You shall have no other Gods…

But today the hypothesis has been raised that it is actually a linguistic trace of an earlier polytheistic phase of the Jewish religion, influenced by the cults of the land of Canaan, directed to the god El. Eloah reads "Allah", the term by which Muslims refer to God.

And it's not the only proximity. It should not be forgotten that according to the Holy Scriptures, Abraham, the prophet of the covenant with God, is the ancestor of the 3 great monotheistic religions, through his sons, Isaac (Jewish-Christian line) and Ishmael (Arab-Muslim line).

Therefore, it is likely that the Jews had some form of monolatry (ie a stage in which one outstanding God was revered, but acknowledging that there were others beside him), and even before the age of polytheism.

If it were not so, why should it be said in the Ten Commandments: "You shall have no other gods before me" (Exodus 20:3)? And why should the Israelites sing after crossing the Red Sea "Who is like you among the gods, O Lord" (Exodus 15:11)?

God's wife

The deity of the city of Ugarit, El (Elohim mentioned in the Bible), had Asherah as his wife and also children. This is where the biblical expression "children of God" can come from. In the Dead Sea Scrolls, a collection of sacred texts ranging from the 1st to the 3rd century AD, we read an older version of the biblical Deuteronomy than that of the canonical texts.

It is written there that each member of the divine family receives from El a nation, and Israel is the nation that belongs to Yahweh (Dt 32: 8-9). God's children are called to humble themselves before God in Psalm 29. Furthermore, there are many biblical passages in which God is mentioned, albeit in a position of superiority, within a pantheon that includes other Gods.

For example "I will praise before the Gods" (Psalm 138, 1); "Our God is greater than all other Gods"; "God is the Lord of lords" etc. If El's sons ended up taking on a different meaning, Asherah, better known as Astarte, had a worse fate.

Her cult was eradicated, as can be read in Deuteronomy 12:3: "You will break down their altars, and you will blot out their names in those places". However, the memory of Asherah returned with the archaeological discovery of stone tablets with the inscription: "Yahweh and his friend Asherah".
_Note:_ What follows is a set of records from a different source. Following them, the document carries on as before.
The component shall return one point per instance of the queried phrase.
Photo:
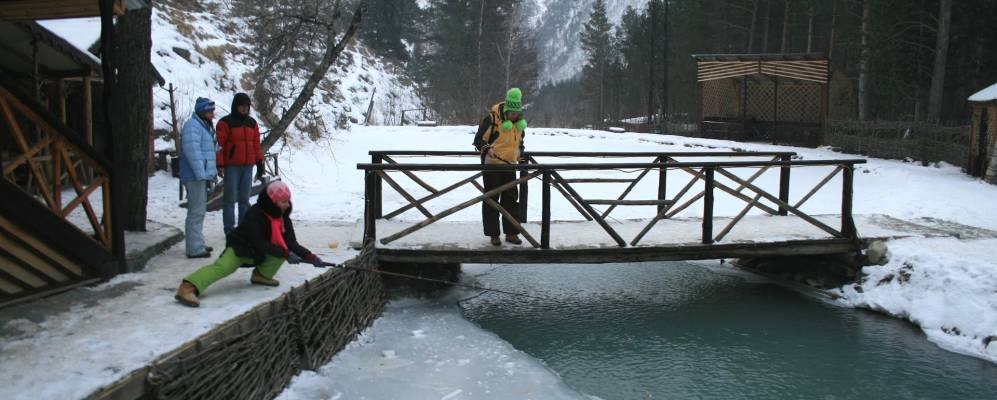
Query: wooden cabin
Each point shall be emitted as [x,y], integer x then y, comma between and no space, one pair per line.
[56,225]
[983,135]
[774,98]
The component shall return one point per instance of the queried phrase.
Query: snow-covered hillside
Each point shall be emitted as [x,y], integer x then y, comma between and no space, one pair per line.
[204,53]
[558,33]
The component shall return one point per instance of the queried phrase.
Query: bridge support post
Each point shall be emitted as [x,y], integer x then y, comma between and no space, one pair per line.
[662,183]
[524,197]
[784,184]
[374,194]
[370,218]
[847,180]
[545,214]
[708,206]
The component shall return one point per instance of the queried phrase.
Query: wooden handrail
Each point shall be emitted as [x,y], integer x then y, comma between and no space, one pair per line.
[597,166]
[702,171]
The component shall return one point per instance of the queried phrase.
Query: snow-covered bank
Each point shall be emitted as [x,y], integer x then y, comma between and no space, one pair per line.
[424,349]
[92,344]
[946,286]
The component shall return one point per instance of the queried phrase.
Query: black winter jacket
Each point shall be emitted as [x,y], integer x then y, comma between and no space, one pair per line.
[252,237]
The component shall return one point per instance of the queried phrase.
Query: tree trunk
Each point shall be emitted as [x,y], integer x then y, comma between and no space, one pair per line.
[751,29]
[785,28]
[941,59]
[332,52]
[652,54]
[131,111]
[834,24]
[864,62]
[665,59]
[479,103]
[768,26]
[810,29]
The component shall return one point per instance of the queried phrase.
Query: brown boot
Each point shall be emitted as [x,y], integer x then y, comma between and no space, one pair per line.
[259,279]
[187,295]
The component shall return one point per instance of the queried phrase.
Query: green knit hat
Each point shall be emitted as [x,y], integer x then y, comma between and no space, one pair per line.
[514,100]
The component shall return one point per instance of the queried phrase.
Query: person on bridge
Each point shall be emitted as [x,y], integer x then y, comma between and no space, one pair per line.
[239,138]
[197,168]
[500,141]
[264,239]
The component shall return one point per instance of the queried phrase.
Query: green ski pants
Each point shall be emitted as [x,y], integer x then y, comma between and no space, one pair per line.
[228,263]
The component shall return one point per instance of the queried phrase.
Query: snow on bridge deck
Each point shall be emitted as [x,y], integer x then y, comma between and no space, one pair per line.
[673,239]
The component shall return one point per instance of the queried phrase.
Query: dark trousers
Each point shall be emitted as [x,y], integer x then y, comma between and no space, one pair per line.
[508,199]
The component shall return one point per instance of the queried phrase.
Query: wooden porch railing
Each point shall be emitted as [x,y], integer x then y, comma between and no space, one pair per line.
[742,188]
[47,159]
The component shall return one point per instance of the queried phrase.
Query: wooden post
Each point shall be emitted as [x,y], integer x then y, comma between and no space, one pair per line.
[371,189]
[374,193]
[784,184]
[708,207]
[545,218]
[524,197]
[662,183]
[847,223]
[88,109]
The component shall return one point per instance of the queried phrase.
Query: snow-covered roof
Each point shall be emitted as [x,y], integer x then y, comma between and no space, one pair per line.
[985,95]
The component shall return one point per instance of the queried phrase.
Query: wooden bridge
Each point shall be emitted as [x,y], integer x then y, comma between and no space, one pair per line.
[779,226]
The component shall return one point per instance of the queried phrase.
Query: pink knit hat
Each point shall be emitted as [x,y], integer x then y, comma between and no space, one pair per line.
[278,191]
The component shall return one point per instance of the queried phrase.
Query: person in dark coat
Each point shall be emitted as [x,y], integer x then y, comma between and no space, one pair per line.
[197,169]
[500,141]
[239,141]
[264,239]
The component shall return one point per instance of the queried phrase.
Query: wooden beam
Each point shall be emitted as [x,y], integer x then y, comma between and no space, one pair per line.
[452,210]
[688,251]
[26,10]
[411,200]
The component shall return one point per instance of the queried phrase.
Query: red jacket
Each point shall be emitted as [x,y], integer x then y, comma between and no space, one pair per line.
[239,139]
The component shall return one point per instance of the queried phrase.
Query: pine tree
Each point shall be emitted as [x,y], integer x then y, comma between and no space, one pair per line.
[597,45]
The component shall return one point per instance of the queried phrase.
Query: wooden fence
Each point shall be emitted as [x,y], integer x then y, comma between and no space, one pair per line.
[925,142]
[659,165]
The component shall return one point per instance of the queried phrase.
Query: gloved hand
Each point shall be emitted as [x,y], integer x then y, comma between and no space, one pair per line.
[315,260]
[260,171]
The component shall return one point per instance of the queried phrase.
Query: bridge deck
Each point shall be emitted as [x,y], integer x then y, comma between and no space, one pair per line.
[676,239]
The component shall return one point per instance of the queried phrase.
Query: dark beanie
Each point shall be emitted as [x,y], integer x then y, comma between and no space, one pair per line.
[241,99]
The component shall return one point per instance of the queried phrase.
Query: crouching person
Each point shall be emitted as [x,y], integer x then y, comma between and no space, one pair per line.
[264,239]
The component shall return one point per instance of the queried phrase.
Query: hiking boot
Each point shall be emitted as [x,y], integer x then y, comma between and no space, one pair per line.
[203,254]
[259,279]
[187,295]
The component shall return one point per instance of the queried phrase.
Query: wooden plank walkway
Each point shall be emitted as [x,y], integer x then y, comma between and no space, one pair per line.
[674,239]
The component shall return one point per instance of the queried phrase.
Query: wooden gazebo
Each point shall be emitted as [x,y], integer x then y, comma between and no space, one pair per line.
[778,98]
[983,134]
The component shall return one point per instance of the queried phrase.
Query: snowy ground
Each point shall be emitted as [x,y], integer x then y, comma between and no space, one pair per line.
[945,285]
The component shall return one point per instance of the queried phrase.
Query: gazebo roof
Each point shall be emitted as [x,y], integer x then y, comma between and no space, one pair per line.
[986,95]
[760,57]
[55,55]
[809,67]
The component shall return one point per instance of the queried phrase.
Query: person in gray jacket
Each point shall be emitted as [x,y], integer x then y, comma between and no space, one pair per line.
[197,168]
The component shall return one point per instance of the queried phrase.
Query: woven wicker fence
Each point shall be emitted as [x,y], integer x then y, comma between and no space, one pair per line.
[255,357]
[920,141]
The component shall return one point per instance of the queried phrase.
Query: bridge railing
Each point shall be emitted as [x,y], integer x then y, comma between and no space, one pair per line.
[700,170]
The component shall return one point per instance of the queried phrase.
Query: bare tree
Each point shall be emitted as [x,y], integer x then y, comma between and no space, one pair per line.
[288,34]
[941,59]
[866,53]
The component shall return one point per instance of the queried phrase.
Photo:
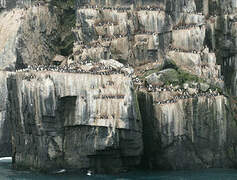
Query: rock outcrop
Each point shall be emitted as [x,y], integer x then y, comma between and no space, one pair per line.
[5,126]
[74,121]
[191,133]
[178,56]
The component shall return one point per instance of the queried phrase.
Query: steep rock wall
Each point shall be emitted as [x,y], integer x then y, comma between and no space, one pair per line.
[5,127]
[66,120]
[189,134]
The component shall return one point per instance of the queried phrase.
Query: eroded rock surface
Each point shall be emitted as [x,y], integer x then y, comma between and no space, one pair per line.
[69,120]
[72,116]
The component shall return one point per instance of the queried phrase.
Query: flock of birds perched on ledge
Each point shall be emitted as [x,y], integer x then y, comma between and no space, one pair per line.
[180,93]
[128,8]
[96,68]
[101,69]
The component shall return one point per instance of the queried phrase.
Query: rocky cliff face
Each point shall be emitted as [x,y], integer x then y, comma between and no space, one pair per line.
[5,132]
[68,120]
[191,133]
[182,55]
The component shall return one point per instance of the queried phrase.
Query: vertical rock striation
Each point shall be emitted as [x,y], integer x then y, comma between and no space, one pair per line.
[74,121]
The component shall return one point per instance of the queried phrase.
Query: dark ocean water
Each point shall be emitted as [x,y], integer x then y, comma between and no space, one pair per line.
[6,173]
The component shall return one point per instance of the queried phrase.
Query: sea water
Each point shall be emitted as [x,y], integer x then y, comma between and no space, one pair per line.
[7,173]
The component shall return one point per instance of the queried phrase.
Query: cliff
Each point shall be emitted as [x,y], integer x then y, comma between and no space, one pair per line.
[67,110]
[68,120]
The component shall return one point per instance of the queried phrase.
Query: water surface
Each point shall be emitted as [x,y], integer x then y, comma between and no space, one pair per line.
[6,173]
"Trinity", a very ancient concept

Even the cult of Aten must have included Israel in any case. Today scholars think that Aten became "Adonai", another term used to refer to God in the Bible. A critical reconstruction of history assumes that King Saul, engaged militarily against the Philistines, judged that this Egyptian God's message of peace was not suitable for a policy of conquest.

For him, a national God "of armies" was better.

For this reason, he supported the local cult of Yahweh, without opposing the former cult, in order to avoid schism. Thus, in the God of Israel, two religious sensitivities were united: that of Aten/Adonai and that of Yahweh. The variety of names by which God is referred to in the Bible (Elohim, Adonai, Yahweh) indicated different deities, which were fused into one in a slow process.